What are the factors responsible for communal violence? When were the seeds of communal violence first sown in India? To answer all these questions, read further.
The seeds of the present communal violence were sown in the aftermath of the freedom struggle and the partition. The partition of Bengal on the communal lines by Lord Curzon in 1905 can be considered an attempt by the British to communalize Indian society and the political structure.
The formation of the Muslim League in 1906
the introduction of the separate electorate on communal lines in 1909 through the Minto Morley reforms
The creation of Hindu Mahasabha in 1915 was believed to be the beginning of modern-day communalism in India.
Factors Responsible For Communal Violence
- Historical factors-The history of partition and the two-nation theory generated a deep sense of communalism and mistrust among communities
- Political factors-The divide and rule policy practiced by the British and the subsequent identity politics followed by the political parties have added to the divide.
- Educational factors-Majority of Indians have failed to adopt a scientific and technological approach and hence are reluctant to adopt liberal values
- Socio-economic factors-The educational backwardness has resulted in poor representation of Muslims in public services. This relative sense of deprivation contains the seeds of communalism
- Cultural factors-Orthodox members of communities have strong elements of conservatism and fundamentalism.
- Social media-Hate campaigns and fake news plays a vital role in spreading communal riots and tensions
- Lack of strong action-Lack of strong decisive action by police and allegations of biased or delayed action are also a cause.

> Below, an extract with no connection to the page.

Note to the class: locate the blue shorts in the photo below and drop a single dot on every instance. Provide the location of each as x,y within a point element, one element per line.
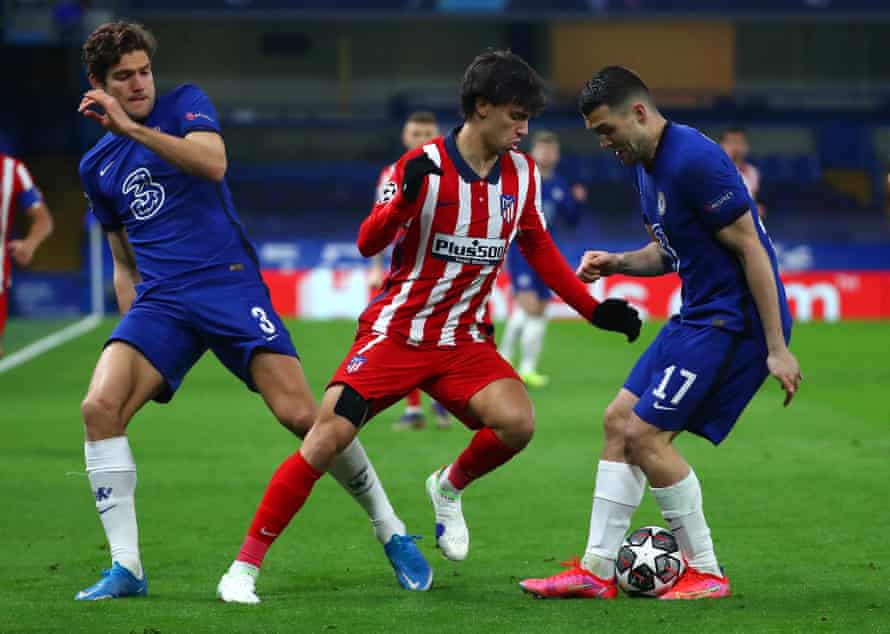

Precipitating factor for communal violence
The following are the immediate factors why communal riots flare up
- Gender offences-Offences like sexual harassment, rape, and elopement with girls/boys of other communities. Hindu organizations attribute such elopement as part of a conspiracy namely ‘love Jihad’.
- Land disputes-disputes regarding the construction of new places of worship, and unauthorized construction are all factors flaring disputes
- Religious festivals-Celebrations of Holi, Eid, etc often result in local disputes that have the potential to flare up.
- The preamble-Preamble of the Indian Constitution declares it as a secular state and secures the liberty of thought expression, belief faith, and worship.
- Article 25-All persons are equally entitled to freedom of conscience and the right to freely profess, practice, and propagate religion subject to public order, morality, and health.
- Article 26-Says that all denominations can manage their own affairs in matters of religion.
- Article 29-Mandates that no discrimination would be done on the ground of religion, race, caste, language, or any of them.
- Article 30-Mandates that all minorities, whether based on religion or language, shall have the right to establish and administer educational institutions of their choice.
- Fundamental duty – Art 51A- Promote harmony and the spirit of common brotherhood amongst all the people of India transcending religious, linguistic, and regional or sectional diversities and to renounce practices derogatory to the dignity of women.
- Various provisions of the Indian penal code deals with the issues of communalism in the country, like section 153A, 153B
- The communal Violence (Prevention, Control, and Rehabilitation of Victims) Bill, 2005 must be enacted soon.
- Manipur government came up first with its Law against lynching in 2018.
Measures to counter communal violence
- Impartial administration and police-The directives of police reforms by the Supreme Court should be adopted by the state government in letter and spirit. Fixed tenure of District Magistrate/ Deputy Commissioner and Superintendent of police will make a big difference.
- Peace committees-Peace committees should be made mandatory in every area. Secular and visionary people of the area should be made part of it.
- Win people’s hearts and minds through media-The faith of common people in the local police should be restored with the help of civil society, NGOs, and media.
- Holistic development of minority communities-A sincere effort to ensure that employment and skill development opportunities are available in the economic, educational, and social spheres for minority communities.
- Manpower shortage issue in a police-The number of policemen per one lakh people in India is only 130. The minimum United Nations norm is 220. The gap should be immediately filled.
- Capacity building of police and implementation of police reforms
- Preventing community-based Ghettos in Urban areas.
- Formulation of counter radicalisation and de-radicalisation policies.
Communal violence and tensions seriously hamper national integrity. The secular ideals of the constitution should be upheld at all times of crisis.